|q-factor: why minimize it?||weiwentg|
Jan 24, 2003 5:27 PM
|I know what q-factor is. but I'd like a biomechanical explanation of why it's good to minimize it. we've already heard explanations of why people try to minimize pedal stack height, so let's have at q-factor.|
|It's all about proportion||Kerry Irons|
Jan 24, 2003 7:26 PM
|For many people, their hips are narrower than the pedal spacing on the bike. Not everyone, but many. Plus, for a while 20 years ago, there was not much attention paid to this and some cranks got pretty wide. Lots of people felt like their legs were no longer straight up and down, but rather splayed off to the sides. Not a good deal when you want all your pedaling force to be straight down and you want your joints to align. There's also a slight aero advantage by having your legs a little closer to the frame. Some people say that wide cranks bother them, others say they can't tell the difference, and then (of course!) there are some that say they like wider cranks.|
|Have you ever used a gym bike (e.g. lifecycle)....||Bruno S|
Jan 24, 2003 8:24 PM
|the pedals are spread very wide. Its very unconfortable and feels harder to pedal. These bikes with large q-factors feel weird.|
|Have you ever used a modern mountain bike?||Ray Sachs|
Jan 25, 2003 3:50 AM
|With the wider rear dropout spacing (135, compared to 130 for modern road and 126 for older road bikes) and the wider chainstays needed to clear really fat tires, Q factor gets huge. I ride a cross bike with a low Q off road these days - my knees couldn't handle the Q on the full suspension mtb I used to have. I use Ritchey double cranks on my road bikes which have a Q of about 140mm, compared to lots of road cranks in the 160s and mtb cranks wider than that. It also makes the bike harder to control when rocking it out of the saddle - I think part of the move to wider handlebars is to compensate for that and regain the leverege that was lost.

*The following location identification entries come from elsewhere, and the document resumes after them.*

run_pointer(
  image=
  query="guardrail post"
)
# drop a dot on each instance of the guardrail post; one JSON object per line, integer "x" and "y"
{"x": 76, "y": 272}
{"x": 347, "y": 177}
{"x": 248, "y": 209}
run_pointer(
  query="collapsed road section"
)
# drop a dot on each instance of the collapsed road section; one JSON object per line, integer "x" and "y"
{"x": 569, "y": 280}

It's all personal preference though - as noted above some folks don't care and others prefer wider cranks.
|Go for a walk in the snow.||Spoke Wrench|
Jan 25, 2003 5:32 AM
|I questioned the concept that narrow Q's were better a while back. Then I looked at the footprints that I left while walking in the snow. My heels almost touch. This makes me assume that my natural body geometry prefers to have my feet closer together. I think that narrow Q's are better.|
|re: q-factor: why minimize it?||Ian|
Jan 25, 2003 8:06 AM
|You do not necessarily want to minimize it, some people may want to widen it. Ideally, you want your legs to run in straight line directly down from your hips. Let's take someone like Tyler Hamilton who is around 5'6", weighs about 140lbs, and probably has around a 28 inch waist. He has a very small bone structure and would probably prefer the smallest / lowest q-factor available. Then let's take someone who is not a professional cyclist, maybe 6' even, weighs a muscular 190lbs, and has a 33 inch waist. He may want his legs / feet a bit further apart than someone of Tyler's size.

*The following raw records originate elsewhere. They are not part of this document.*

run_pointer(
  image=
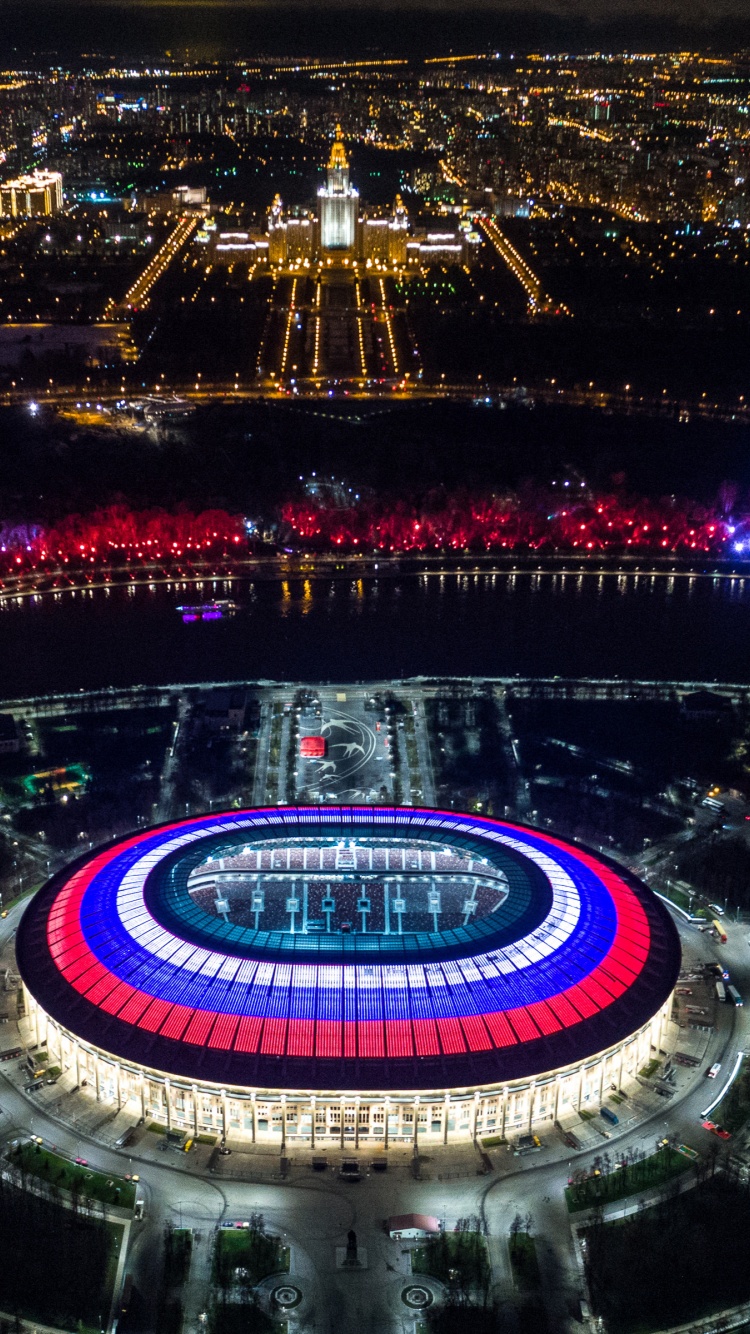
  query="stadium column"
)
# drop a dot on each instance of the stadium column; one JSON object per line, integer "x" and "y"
{"x": 662, "y": 1026}
{"x": 475, "y": 1115}
{"x": 34, "y": 1010}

Of course, keep in mind this is certainly not a hard and fast rule. It is much like crank length, 99.9% of the riding population would not notice if someone secretly switched out their cranks for ones that were +/- 2.5 mm of their current set-up. And that same percentage would not notice if you moved their q-factor +/- 1 mm.
It is all about the "ideal" position. But people are so different, that two of exactly the same proportions could prefer two different things.